As shown in spectra of the mineral standards and natural samples
analyzed in this study, the dominant Raman band of both common
crystal structures of calcium carbonate is at ∼1085 Δcm−1 due to the
symmetric stretching (ν1 vibration) of carbonate (CO3). A minor,
lattice mode band is also present at ∼155 Δcm−1. Because calcite and
aragonite have different lattice structures, the positions of some of
their minor Raman bands are different. Calcite has minor bands at
∼282 and 713 Δcm−1; aragonite has minor bands at ∼207 and
704 Δcm−1 (Fig. 3). The bands below 300 Δcm−1 are lattice modes,
while the bands near 700 Δcm−1 are due to the in-plane bending (ν4
vibration) of CO3 (Bischoff et al., 1985; Urmos et al., 1991; Stopar et al.,
2005). A veryweak band at ∼1435 Δcm−1 for calcite and ∼1462 Δcm−1
for aragonite was sometimes observed in spectra of sufficient signal
strength; this is due to the anti-symmetric stretch (ν3 vibration). The
Raman band positions of both calcite and aragonite were very
consistent regardless of the sampling optic or excitation wavelength.
However, the normalized intensities (band height divided by the
height of the ∼1085 Δcm−1 band) showed some variation for calcite.
This variation appeared to be somewhat related to the area being
analyzed (i.e., whether the area was transparent or more opaque).
Large, single, translucent crystals are more susceptible to optical
scattering effects caused by anisotropy within the crystal.
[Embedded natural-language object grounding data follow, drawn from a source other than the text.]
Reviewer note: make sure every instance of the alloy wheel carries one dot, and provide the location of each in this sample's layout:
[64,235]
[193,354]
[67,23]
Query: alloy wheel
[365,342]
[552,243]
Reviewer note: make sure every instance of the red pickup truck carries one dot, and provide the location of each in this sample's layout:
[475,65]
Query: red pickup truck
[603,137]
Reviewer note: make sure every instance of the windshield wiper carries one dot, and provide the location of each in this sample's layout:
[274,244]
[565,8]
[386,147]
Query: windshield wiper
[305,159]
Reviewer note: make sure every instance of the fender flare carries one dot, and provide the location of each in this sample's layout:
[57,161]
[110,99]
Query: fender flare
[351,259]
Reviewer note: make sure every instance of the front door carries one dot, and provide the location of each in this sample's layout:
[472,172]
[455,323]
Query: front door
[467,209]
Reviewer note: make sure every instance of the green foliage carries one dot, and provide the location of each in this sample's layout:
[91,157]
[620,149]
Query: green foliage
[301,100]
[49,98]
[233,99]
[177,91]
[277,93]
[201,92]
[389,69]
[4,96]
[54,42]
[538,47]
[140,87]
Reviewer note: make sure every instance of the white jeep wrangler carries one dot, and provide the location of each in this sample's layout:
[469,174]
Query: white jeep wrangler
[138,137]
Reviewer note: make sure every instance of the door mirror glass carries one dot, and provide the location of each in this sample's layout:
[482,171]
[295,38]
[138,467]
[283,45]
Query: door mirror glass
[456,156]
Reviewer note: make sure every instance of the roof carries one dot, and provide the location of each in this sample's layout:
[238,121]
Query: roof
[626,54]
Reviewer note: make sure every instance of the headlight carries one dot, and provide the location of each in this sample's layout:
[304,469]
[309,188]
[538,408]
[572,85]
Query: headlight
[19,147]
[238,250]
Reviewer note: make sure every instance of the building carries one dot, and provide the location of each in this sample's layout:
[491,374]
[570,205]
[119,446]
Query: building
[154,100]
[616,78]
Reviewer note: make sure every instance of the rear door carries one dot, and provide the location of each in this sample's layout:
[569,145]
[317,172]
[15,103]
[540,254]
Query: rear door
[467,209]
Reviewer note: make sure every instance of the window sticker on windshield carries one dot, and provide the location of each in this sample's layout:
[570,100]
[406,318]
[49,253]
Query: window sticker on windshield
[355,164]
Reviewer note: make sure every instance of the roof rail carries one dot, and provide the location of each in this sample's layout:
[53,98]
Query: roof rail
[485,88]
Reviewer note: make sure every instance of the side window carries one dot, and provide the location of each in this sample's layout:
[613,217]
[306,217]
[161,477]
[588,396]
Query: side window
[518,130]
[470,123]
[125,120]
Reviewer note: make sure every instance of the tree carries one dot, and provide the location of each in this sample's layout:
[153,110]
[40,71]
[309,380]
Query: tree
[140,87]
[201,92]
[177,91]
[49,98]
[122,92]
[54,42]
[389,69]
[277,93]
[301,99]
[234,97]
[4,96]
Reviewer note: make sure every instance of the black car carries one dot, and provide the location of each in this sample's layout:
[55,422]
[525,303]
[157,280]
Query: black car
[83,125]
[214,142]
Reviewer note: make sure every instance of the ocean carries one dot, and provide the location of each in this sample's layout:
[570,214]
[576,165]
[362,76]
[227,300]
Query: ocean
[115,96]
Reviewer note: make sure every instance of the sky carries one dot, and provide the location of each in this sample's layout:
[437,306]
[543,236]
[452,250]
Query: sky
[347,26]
In opaque
aggregates of fine grained crystals, the laser spot illuminates a large
number of crystals in various orientations thus averaging out
orientation effects. Spectra of aragonite were collected from both
the inside and outside of the shell sample. Raman band positions and
normalized intensities were very consistent for all of the aragonite
spectra. Table 3 shows the band positions and the variations in
normalized intensity for six spectra of each sample collected with the
following optics: calcite — 10× (1), NCO (3), IO (1), InPhotote (1);
aragonite — 10× (1), NCO (3), InPhotote (2).
The spectrum of geological calcite collected with green excitation
shows an inclined baseline due to some fluorescence of the sample
(Fig. 3). However, the intensity of the fluorescence is not sufficient to
obscure the Raman bands. The broad fluorescence observed from
calcite in this study peaks at ∼2900 Δcm−1 (∼629 nm) (not shown).